April 2018

I have written an accurate simulator of the iOS puzzle game *SPL-T*, suitable for simulating and analyzing large sets of
games. While an optimal playing sequence for *SPL-T* very likely exists, I will show that it is not possible to find it with a
simple
brute force approach. Despite that, with a slightly modified brute-force approach I was able to set a new record of 1027 moves. I will also prove that even longer games (at least 1058 moves) are possible.

*SPL-T* is a puzzle game released by Simogo in 2015 for iOS devices. Everything Simogo has made so far is wonderful and quirky, and while *SPL-T* was quite a departure from their usual fare, it's very good. Try a few rounds... the following writeup will be a lot more meaningful to you if you have some context.

A game of split starts with a box 8 units wide and 16 units tall.
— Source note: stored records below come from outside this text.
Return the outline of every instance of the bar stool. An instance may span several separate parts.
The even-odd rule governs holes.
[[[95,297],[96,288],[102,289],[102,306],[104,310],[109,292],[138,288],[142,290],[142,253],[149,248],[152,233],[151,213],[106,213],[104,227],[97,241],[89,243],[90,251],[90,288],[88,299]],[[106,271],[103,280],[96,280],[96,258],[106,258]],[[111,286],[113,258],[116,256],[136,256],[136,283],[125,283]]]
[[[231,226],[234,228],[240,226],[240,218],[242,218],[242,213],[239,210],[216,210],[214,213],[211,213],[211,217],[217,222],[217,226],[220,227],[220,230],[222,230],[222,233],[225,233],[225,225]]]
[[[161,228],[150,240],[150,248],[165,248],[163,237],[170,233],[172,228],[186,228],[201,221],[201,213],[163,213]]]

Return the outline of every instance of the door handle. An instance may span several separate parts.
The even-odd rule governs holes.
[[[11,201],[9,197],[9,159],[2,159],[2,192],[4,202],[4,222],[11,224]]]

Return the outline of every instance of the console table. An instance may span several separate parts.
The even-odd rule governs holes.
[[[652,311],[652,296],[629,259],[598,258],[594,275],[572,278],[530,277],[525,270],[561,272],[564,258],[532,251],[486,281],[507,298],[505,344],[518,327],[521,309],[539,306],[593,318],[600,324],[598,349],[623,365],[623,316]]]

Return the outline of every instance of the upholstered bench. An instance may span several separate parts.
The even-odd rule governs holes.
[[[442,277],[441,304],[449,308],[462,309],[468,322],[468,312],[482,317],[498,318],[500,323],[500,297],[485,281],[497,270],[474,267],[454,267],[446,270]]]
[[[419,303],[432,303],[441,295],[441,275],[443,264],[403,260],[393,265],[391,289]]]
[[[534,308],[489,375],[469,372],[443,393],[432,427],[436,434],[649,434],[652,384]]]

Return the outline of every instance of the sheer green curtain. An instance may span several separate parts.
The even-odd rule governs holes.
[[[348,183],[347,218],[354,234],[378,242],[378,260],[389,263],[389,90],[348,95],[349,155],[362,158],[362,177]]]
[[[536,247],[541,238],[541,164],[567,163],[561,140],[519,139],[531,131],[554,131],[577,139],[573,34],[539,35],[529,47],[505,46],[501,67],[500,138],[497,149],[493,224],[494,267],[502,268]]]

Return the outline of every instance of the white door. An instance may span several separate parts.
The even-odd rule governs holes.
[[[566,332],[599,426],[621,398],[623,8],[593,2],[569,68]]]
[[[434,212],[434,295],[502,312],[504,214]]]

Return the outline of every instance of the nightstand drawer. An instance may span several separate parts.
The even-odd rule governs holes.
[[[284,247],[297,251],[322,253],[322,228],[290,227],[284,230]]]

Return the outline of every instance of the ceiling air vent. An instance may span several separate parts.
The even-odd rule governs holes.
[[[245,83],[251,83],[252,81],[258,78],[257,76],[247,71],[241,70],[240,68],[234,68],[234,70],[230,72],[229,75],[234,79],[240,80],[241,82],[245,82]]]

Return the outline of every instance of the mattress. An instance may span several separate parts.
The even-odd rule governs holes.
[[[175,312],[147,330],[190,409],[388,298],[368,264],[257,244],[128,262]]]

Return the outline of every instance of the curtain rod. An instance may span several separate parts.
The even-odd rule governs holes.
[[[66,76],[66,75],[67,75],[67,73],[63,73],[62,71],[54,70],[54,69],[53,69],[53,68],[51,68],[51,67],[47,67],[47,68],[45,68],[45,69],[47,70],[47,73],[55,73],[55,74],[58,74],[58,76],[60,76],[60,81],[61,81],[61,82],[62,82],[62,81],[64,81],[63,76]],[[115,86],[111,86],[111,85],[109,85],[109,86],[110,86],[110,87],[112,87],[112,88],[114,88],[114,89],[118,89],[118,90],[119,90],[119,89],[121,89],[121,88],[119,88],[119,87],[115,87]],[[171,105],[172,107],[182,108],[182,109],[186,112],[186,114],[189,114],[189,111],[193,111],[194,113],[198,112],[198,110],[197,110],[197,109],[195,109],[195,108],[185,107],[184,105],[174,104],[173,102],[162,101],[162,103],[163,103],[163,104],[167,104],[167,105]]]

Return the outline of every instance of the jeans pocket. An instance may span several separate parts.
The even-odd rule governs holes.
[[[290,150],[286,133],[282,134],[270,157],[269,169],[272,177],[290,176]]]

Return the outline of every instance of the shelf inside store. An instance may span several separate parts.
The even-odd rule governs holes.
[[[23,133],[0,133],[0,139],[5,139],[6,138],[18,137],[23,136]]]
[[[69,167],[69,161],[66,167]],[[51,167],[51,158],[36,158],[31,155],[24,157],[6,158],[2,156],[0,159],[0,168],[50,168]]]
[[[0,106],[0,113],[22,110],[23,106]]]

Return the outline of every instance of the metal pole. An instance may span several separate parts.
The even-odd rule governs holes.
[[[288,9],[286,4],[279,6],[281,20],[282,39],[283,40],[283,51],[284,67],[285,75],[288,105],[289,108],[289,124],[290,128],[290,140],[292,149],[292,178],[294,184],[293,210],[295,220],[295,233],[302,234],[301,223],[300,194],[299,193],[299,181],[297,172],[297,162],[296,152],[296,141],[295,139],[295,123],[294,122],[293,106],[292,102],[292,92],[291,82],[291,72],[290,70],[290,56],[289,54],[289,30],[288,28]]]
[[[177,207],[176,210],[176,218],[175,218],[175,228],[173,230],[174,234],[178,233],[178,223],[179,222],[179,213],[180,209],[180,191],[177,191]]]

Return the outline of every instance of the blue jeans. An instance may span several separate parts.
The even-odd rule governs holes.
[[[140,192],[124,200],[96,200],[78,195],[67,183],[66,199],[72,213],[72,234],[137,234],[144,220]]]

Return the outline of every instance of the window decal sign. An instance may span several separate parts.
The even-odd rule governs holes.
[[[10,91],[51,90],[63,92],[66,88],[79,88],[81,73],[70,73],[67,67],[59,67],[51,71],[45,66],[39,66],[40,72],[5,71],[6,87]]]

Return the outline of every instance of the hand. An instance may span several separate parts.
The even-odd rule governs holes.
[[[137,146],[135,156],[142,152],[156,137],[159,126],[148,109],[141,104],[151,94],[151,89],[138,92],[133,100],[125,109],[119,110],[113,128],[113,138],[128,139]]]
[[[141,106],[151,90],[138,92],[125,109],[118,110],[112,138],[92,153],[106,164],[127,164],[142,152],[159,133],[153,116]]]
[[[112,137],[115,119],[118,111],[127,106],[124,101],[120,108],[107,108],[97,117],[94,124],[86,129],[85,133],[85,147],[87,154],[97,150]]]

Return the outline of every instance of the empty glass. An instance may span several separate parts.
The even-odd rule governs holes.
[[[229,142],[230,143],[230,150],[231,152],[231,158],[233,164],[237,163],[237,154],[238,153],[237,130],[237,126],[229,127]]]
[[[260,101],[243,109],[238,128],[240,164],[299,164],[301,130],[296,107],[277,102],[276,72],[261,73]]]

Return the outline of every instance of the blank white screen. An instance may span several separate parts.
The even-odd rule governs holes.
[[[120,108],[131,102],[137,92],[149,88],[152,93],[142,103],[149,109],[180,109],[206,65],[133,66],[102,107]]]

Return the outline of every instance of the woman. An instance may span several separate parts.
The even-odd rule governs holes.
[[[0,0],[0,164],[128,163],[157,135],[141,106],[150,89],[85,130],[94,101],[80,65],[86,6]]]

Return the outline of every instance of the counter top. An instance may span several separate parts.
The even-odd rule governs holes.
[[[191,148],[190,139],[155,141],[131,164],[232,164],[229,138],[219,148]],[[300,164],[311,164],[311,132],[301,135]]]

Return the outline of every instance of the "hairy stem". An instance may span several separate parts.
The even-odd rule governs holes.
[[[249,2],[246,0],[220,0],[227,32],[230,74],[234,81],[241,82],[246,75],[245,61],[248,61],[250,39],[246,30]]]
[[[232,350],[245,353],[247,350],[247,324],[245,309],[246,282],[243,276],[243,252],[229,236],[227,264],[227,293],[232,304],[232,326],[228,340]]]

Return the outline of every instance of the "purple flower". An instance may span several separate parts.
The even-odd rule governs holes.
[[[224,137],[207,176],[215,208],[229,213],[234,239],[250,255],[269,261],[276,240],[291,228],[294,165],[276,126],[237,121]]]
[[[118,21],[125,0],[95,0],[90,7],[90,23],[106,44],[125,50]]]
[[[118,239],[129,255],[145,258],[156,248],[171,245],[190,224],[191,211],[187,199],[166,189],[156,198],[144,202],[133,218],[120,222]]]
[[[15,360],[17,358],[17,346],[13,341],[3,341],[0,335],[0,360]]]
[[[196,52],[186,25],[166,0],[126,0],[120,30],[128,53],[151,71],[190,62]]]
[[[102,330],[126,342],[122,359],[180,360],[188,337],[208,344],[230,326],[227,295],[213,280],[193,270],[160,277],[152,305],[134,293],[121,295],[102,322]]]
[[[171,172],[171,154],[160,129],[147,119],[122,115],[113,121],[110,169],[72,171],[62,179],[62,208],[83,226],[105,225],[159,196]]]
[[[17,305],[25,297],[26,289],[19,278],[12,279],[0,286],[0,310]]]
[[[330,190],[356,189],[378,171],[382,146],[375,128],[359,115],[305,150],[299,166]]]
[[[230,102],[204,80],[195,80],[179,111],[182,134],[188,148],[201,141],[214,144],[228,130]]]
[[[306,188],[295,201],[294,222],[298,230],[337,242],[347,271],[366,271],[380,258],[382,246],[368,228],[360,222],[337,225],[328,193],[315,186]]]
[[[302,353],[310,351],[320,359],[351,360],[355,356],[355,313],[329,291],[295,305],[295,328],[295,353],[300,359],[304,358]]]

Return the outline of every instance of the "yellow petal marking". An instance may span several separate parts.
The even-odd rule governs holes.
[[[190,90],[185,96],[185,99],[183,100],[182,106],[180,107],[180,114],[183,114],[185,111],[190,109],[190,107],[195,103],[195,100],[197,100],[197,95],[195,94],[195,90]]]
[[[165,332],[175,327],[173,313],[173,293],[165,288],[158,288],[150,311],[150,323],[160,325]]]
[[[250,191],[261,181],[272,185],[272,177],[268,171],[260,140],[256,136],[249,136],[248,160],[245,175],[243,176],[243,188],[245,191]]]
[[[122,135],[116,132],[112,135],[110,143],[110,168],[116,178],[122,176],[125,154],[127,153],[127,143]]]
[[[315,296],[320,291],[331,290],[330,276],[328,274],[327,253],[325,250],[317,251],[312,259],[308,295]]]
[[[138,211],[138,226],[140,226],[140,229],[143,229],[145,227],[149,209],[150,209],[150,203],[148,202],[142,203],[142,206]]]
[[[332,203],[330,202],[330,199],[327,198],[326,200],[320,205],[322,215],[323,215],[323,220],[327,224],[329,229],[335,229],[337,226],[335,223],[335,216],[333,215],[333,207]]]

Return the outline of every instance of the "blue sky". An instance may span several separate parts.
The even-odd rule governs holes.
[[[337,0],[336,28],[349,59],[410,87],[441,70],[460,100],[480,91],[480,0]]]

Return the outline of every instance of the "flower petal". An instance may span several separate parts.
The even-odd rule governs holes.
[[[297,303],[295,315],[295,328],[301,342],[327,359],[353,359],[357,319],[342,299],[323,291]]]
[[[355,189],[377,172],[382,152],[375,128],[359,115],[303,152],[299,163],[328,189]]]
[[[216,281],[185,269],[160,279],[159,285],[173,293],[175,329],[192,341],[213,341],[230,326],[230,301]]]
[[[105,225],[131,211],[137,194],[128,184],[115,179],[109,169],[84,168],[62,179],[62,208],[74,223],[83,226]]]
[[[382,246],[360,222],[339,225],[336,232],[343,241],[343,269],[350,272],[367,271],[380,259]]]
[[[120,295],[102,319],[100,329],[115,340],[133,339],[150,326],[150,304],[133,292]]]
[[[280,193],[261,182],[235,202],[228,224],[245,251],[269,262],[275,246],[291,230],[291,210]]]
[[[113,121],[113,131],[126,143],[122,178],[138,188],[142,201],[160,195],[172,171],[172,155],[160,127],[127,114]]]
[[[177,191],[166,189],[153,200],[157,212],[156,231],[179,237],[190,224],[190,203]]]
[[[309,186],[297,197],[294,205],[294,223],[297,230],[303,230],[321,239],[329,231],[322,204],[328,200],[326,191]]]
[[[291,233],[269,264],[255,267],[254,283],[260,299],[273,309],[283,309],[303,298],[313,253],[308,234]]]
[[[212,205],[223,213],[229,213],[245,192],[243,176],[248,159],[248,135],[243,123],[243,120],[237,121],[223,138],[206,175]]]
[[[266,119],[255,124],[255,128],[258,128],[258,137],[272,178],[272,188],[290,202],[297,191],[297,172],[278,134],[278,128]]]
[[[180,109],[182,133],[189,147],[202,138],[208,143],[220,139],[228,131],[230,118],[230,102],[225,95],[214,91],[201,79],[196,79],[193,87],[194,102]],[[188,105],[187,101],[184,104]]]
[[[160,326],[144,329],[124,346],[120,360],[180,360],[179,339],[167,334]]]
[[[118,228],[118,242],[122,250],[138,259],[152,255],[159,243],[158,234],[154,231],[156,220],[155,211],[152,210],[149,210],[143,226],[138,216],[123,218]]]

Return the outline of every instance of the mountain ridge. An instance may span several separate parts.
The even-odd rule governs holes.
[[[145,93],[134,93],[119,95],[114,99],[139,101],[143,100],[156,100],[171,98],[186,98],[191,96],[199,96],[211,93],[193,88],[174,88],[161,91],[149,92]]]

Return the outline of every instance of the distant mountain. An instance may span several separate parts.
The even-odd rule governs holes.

You begin by splitting the box in half horizontally, so that the game board now consists of two 8x8 blocks.

Then you choose one of these two blocks to split in half, but now the split will be vertical.

This continues for as long as you can manage: pick a box to split in half, the split direction alternates between vertical and horizontal. You may not split a box into a height or width of less than one unit. This alone would make for an uninteresting game, so there are some extra mechanics:

- When your split creates a cluster of four or more equal sized blocks, they are assigned a number equal to the number of splits you have made so far. These are now 'point blocks'. You cannot split a point block, so they act like dead space on the board.
- Every time you make a split, the number on every point block counts down by one. If it reaches zero, the block vanishes.
- When point blocks vanish, they leave behind a void. Other blocks above the void might be able to fall down into this void. If a point block falls, its number is halved.
- If this vanishing and/or falling leaves a void at the top of the board, fresh blocks will be introduced to fill them.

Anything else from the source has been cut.